Works great, especially if you're using emacs for writing code too.

------
jdwhit2
Be diligent in describing how the time you have spent has resulted in a
benefit for your client.

I found that our clients are interested in quarter of day granularity. E.g

    
    
      Thursday 2nd Feb 2012, 4 hours, Installing and configuring Operations' Team new Wiki website.
      Thursday 2nd Feb 2012, 3.5 hours, Fixed problem where the CEO's iPhone wouldn't sign in to the reporting website.
    

To see what works for you, send your client your best effort on a time sheet
for the first two days or so, and get their feedback. Its better than waiting
an entire month to find out your reporting process isn't up to scratch.

------
thejteam
I would do it accurately.

Sarcasm aside, is this the type of job where you will be working on a number
of projects each with their own pot of money that has to be kept separate? Or
do they just need a total figure?

Either way, pencil and paper work for me. Heck, I have to keep track of hours
by project and I work on-site. Never done anything more complicated than
notations on scrap paper for my own use, and the company timecard program at
the end of the day.

------
polyfractal
I recently started using Toggl (<https://toggl.com>) and have been enjoying it
a lot so far. Type in a description of what you are doing, hit start button.
The usual features like multiple clients/projects, billable vs. nonbillable,
reporting, etc.

Harvest and Freshbooks also get a lot of love. If you just need a really
simple timer, SlimTimer is lightweight and easy.

------
brudgers
When I work hourly, I like to use a bound weekly calendar and write in my time
with a colored pencil.

I'll generally describe the task using contract language if there might be
confusion.

When I invoice, I do the addition within the calendar in ink.

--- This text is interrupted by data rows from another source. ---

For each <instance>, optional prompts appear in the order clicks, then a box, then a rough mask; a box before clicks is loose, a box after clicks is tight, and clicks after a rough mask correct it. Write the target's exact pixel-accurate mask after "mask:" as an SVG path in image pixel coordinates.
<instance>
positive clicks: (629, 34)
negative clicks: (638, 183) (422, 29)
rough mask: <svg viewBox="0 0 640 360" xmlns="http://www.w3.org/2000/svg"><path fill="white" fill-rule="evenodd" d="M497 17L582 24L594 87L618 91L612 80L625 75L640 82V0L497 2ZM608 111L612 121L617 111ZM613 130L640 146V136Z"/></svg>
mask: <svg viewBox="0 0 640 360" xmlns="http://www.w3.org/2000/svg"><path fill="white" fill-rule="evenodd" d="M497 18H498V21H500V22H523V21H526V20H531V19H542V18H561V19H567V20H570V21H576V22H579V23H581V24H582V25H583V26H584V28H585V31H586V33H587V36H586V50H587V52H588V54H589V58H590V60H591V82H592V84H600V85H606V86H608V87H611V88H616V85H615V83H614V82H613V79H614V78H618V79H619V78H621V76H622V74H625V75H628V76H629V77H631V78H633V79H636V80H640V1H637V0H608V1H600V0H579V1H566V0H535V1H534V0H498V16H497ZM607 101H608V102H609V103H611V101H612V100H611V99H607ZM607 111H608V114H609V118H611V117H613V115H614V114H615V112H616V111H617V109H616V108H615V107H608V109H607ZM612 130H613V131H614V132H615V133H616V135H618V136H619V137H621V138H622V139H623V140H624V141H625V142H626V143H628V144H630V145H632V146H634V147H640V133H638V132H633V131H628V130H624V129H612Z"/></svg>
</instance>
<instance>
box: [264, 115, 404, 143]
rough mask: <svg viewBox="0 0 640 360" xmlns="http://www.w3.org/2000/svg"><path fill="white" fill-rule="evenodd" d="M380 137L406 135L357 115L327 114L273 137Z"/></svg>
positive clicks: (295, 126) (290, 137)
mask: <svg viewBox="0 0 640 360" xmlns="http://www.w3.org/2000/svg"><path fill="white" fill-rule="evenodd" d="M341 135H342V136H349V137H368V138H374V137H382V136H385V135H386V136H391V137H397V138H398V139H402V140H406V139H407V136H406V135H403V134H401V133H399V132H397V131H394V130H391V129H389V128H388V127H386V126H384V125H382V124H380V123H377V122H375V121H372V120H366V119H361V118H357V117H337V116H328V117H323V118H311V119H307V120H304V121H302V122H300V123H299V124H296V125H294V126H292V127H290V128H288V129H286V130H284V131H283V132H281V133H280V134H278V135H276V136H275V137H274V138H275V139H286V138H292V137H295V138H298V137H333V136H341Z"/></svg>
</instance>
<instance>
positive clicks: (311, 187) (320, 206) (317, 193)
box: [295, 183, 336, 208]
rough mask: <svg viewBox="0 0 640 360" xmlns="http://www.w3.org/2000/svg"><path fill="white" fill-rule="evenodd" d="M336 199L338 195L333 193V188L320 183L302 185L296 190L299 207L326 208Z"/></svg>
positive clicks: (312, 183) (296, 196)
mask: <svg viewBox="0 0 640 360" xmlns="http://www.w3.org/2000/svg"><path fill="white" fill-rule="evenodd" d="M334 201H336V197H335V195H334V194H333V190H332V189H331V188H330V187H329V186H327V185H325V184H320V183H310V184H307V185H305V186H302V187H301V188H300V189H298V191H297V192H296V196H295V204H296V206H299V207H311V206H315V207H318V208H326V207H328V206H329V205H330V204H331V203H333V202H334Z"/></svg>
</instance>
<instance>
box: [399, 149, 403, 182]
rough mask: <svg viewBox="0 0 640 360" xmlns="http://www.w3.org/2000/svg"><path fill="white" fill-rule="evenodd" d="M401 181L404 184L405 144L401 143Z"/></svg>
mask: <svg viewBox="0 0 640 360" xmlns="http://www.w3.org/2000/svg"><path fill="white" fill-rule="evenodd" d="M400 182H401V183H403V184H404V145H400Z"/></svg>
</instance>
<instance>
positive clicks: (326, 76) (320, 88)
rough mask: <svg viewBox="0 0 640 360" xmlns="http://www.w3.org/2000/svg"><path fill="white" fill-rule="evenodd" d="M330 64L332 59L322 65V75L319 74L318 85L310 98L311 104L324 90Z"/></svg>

Then I file the calendar at the end of the year.

------
dangrossman
I don't need to do time tracking, but I've always wanted to use this --
<http://letsfreckle.com/>

The author is here on HN and an all-around cool person.

------
halefx
Harvest is great, and they have a "FREE FOREVER" plan available.
<http://www.getharvest.com/pricing>

------
sinhpham
yast.com is pretty nice. I've been using it for 3 months and have no
complains.